Jumat, 03 April 2009

TUHAN RAJA YANG MAHA BESAR

Pdt.Gunawan Panjaitan.STh.MSi

Mazmur 99:1-7
Posisi sebagai raja mungkin saja menjadi idaman banyak orang. Para pemimpim pemerintahan di daerah kadang mereka disebut “raja-raja kecil” karena mereka memiliki kekuasaan yang sangat luas. Mereka dapat membuat Peraturan Daerah yang menguntungkan sepihak misalnya perda tenatang hasil bumi rayat dan peternakan dikenakan retribusi atau pajak. Selain itu, pada saat kita megenang hari berharga dalam kehidupan kita yaitu hari pernikahan, pengantin Pria dan wanita disebut “raja sehari”. Mereka dilayani, diberi hadiah, disalami, diucapkan selamat dan memang diperlakukan sebagai raja.

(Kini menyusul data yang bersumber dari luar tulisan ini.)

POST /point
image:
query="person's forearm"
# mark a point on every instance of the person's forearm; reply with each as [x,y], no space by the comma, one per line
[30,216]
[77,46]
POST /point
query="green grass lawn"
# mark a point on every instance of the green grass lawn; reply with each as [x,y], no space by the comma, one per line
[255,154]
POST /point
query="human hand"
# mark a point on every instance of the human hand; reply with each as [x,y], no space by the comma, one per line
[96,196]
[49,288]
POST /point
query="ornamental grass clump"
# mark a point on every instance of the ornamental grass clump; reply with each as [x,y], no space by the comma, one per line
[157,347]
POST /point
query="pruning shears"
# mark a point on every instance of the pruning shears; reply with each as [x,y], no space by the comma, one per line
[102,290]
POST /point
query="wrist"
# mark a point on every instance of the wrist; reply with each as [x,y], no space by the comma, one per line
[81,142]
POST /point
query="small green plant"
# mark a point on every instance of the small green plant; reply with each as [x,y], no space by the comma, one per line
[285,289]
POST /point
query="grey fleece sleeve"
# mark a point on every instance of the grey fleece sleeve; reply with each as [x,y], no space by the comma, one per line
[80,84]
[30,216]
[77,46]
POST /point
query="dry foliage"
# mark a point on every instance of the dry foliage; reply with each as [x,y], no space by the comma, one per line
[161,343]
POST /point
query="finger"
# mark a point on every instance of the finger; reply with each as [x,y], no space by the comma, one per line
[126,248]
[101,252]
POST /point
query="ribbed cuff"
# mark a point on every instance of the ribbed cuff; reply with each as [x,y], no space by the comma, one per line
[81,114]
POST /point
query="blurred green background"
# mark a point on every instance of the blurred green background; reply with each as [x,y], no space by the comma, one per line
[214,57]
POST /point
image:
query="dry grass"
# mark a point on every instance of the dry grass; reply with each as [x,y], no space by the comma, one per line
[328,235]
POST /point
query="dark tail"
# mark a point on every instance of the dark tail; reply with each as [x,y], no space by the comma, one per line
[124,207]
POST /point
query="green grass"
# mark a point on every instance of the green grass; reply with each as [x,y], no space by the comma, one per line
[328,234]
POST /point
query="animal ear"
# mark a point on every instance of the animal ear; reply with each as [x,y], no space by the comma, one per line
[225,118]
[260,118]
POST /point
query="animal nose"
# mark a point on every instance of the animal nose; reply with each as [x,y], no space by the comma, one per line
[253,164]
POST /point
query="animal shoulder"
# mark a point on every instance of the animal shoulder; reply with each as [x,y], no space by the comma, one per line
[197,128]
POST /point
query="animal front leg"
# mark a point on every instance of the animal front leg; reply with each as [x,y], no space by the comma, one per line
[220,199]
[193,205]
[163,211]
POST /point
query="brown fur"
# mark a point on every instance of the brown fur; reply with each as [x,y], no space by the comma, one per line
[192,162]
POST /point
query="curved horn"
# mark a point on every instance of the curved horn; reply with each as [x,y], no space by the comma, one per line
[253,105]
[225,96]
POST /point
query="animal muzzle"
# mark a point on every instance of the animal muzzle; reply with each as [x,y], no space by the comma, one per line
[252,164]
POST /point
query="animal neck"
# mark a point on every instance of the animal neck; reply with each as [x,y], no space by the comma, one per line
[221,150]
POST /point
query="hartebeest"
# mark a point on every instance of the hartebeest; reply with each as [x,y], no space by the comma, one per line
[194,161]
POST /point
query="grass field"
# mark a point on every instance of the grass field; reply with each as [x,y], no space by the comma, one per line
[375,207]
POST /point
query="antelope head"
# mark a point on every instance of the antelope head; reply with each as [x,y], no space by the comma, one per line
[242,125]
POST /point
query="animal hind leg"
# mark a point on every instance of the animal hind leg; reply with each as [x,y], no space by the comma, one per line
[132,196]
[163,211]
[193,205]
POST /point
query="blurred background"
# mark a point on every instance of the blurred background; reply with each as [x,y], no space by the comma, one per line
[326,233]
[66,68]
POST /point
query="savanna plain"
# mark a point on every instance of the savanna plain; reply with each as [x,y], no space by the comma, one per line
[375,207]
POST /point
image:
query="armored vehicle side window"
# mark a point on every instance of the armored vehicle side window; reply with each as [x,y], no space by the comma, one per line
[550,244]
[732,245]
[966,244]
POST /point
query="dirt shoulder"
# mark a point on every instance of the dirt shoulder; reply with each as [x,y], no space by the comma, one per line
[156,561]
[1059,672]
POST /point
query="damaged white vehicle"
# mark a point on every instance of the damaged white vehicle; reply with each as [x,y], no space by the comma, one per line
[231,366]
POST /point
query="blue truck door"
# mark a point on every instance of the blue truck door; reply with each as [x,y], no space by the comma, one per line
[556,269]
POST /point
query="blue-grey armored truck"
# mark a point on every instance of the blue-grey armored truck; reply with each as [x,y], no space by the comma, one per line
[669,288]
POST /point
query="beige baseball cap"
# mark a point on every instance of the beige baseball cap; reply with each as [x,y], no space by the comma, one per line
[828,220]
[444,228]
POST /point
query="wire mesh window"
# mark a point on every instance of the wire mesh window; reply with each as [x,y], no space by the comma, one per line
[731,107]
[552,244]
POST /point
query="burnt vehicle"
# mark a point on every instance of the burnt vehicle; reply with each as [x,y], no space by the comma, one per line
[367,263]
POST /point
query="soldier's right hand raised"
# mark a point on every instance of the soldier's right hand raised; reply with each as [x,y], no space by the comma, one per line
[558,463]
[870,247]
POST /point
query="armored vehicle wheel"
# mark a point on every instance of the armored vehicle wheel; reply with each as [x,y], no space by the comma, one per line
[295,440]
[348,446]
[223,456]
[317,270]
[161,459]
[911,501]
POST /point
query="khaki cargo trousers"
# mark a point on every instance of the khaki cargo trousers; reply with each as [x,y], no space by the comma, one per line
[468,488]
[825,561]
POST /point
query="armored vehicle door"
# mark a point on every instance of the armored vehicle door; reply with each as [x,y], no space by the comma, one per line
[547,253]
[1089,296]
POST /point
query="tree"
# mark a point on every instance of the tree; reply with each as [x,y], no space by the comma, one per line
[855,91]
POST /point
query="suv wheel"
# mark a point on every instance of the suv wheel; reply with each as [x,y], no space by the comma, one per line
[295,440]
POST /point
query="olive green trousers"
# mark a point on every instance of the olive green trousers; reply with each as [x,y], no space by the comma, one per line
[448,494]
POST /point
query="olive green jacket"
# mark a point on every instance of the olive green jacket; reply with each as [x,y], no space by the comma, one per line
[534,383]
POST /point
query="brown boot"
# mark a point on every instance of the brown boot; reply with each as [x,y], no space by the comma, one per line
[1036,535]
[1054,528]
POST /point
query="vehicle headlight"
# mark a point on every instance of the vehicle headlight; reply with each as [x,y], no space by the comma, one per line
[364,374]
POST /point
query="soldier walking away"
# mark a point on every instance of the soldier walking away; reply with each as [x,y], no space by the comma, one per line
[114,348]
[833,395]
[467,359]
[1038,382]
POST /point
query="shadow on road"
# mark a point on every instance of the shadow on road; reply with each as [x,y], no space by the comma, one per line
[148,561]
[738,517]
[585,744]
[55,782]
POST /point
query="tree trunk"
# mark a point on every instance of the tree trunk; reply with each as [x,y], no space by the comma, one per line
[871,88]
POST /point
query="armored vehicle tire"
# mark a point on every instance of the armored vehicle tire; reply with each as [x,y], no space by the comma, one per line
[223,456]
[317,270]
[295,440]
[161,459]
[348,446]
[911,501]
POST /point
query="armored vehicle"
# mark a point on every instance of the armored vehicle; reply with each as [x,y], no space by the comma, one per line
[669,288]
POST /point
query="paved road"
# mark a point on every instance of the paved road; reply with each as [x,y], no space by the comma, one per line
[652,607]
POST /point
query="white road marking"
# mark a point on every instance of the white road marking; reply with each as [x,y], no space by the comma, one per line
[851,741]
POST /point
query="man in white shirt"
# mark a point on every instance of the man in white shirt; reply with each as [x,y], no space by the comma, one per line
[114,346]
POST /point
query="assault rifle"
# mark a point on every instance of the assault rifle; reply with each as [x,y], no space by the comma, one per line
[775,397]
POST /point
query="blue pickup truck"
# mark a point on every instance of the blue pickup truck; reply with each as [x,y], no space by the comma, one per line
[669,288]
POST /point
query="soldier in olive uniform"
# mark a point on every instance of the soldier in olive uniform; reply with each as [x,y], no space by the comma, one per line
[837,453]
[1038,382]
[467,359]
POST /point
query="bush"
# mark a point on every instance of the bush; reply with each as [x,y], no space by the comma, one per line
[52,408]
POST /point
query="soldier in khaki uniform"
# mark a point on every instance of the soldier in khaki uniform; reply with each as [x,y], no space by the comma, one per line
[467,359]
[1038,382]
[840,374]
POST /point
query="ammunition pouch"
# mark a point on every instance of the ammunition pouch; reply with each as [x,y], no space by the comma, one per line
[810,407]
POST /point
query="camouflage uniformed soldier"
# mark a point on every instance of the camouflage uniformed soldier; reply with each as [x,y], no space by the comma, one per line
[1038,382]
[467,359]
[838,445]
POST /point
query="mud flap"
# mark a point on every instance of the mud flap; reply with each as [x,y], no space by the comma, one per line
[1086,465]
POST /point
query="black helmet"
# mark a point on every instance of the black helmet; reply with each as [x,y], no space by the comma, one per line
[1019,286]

Kemunidan, dalam kultur budaya berbagai suku, mereka memahami setiap angota disebut sebagai “anaknya raja dan putrinya raja”. Tujuannya adalah mengajarkan pentingnya sikap terhormat dan terpelajar.

Raja adalah istilah yang dipakai dalam dunia politik dan dalam satu sisitim pemerintahan monarchy, misalnya kerajaan Inggis atau kerajaan Monako, mereka mempunyai wilayah territorial, penduduk dan sistim pemerintahan. Raja juga juga dipakai untuk menggambarkan situasi dimana ada keadaan yang dihormati dan disegani, dan tidak ada hubungannya dengan territorial dan sistim emerintahan. Dalam teologia kita juga menemukan dogma tentang kerajaan Allah. Dalam setiap ibadah kita mendoakan “datanglah kerajaanmu”. Kerajaan Tuhan tidaklah istilah politik tetapi istilah teologi yang menyakini bahwa Tuhan dipuji sebagai sebagai Raja yang Mahabesar. Tuhan Raja atas segala bangsa, yang mencintai hukum dan keadilan, yang menjawab seruan permohonan dan mau mengampuni, dan yang nyata kekudusanNya.Kerajaan Tuhan lebih bersifar kondisional. Kepada Tuhan yang demikian, pemazmur mengajak umat untuk memuji Tuhan, meninggikan Tuhan dan menyembahNya. Namun tidak cukup hanya di situ, meninggikan Tuhan dan menyembah Tuhan memang sepertinya terkesan abstrak, karena itu pemazmur menjelaskan lebih lanjut bagaimana caranya meninggikan dan menyembah Tuhan.
Pemazmur menyebutkan nama para pendahulunya seperti Musa, Harun dan Samuel sebagai orang-orang yang berseru kepada Tuhan dan berpegang pada peringatan-peringatanNya. Mereka terbukti menjadi orang yang selalu berdoa bagi bangsa yang dipimpinNya dan menjaga firman Tuhan tetap hidup dalam diri mereka sebagai para pemimpin bangsa. Mereka ini menjadi teladan bagaimana seseorang dapat menyatakan kebesaran dan kekudusan Tuhan, yaitu dengan cara hidup berpegang pada hukum/firman Tuhan.
Berdasarkan pengalaman, orang percaya dan mungkin dunia yang mengakui ada Tuhan tidak sulit untuk mengakui kebesaran dan kekudusan Tuhan. kita dapat setuju dan mengaminkan dalam pikiran dan perkataan. Namun ternyata pengakuan itu acap kali tidak sejalan dengan cara hidup kita . Kita ingin dirajai oleh ilmu pengetahuan dan tehnologi dan beranggapan bahwa hidup tidak dapat lagi dilanjutkan tanpa tehnologi itu. Kita juga terkadang dirajai oleh diri kita sendiri sehingga tidak mengakui penyertaan Tuhan dalam sejarah kehidupan itu. Tidak cukup hanya dengan mulut yang mengucap syukur, atau dengan kata-kata semata, melainkan dengan seluruh hidup kita yang mau berpegang pada firman Tuhan. Kita mau dirajai, dikuasai dikendalikan dan tunduk kepada kehendak Tuhan. Sifat Tunduk itu dinyatakan Yesus ketika hendak menghadapi penyaliban. Yesus mengatakan dalam doanya “...Ya Bapa-Ku, jikalau sekiranya mungkin, biarlah cawan ini lalu dari pada-Ku, tetapi janganlah seperti yang Kukehendaki, melainkan seperti yang Engkau kehendaki." (Matius 26:39). Hanya dengan hidup seperti Kristus, kita mengakui bahwa Allah itu kudus dan Mahabesar. Apalah arti sebuah pengakuan yang tidak dibarengi dengan perilaku dalam keseharian. Amin.